Что же привез оттуда Чехов? Он, вероятно, преследовал и чисто практические цели, так как изучал Сахалин с соизволения местной администрации. Его составленные в виде мемуаров записки представляют наполовину статистический «деловой доклад», и, если не ошибаюсь, они даже повели к кое-каким улучшениям в быте каторжных. Но наряду с докладом идут и личные впечатления и размышления. Что же дают эти последние? — Мало, до странности мало.

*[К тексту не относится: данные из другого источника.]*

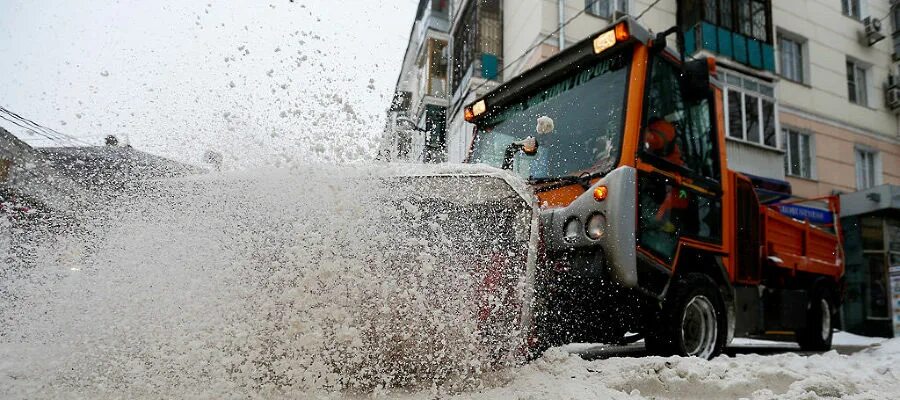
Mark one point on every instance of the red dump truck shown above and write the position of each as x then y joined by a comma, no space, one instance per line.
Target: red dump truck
643,230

Рядом с пространными, в несколько страниц, рассуждениями на тему о «презрении к отхожему месту русского человека» и по вопросу об ошибках администрации, во что бы то ни стало насаждающей земледелие, несмотря на совершенно неподходящие условия климатические и почвенные, вы то там, то здесь натыкаетесь на места общего характера.
Вот впечатление от первой встречи с каторжными, при сходе с парохода:
«Возле пристани на берегу, по-видимому, без дела, бродило с полсотни каторжан: одни в халатах, другие в куртках или пиджаках из серого сукна. При моем появлении вся полсотня сняла шапки, — такой чести до сих пор, вероятно, не удостаивался еще ни один литератор».
Впечатление от встречи описано. Чехов ставит точку. Вот картина осмотра камер и отчасти «итог» каторжного житья:
«Мы в шапках ходим около нар, а арестанты стоят руки по швам и молча глядят на нас. Мы тоже молчим и глядим на них, и похоже на то, как будто мы пришли покупать их. Мы идем дальше в другие камеры, и здесь та же ужасная нищета, которой так же трудно спрятаться под лохмотьями, как мухе под увеличительным стеклом, та же сарайная жизнь, в полном смысле нигилистическая (?), отрицающая собственность, одиночество, удобства, покойный сон».
Точка зрения «комфорта», проводимая в последних словах, применяется Чеховым и в других местах. Встретивши как-то каторжного из привилегированного сословия, Чехов спрашивает: «Послушайте, отчего вы так нечистоплотны?» — и получает ответ, что среди общей грязи сожителей нет смысла заботиться об опрятности.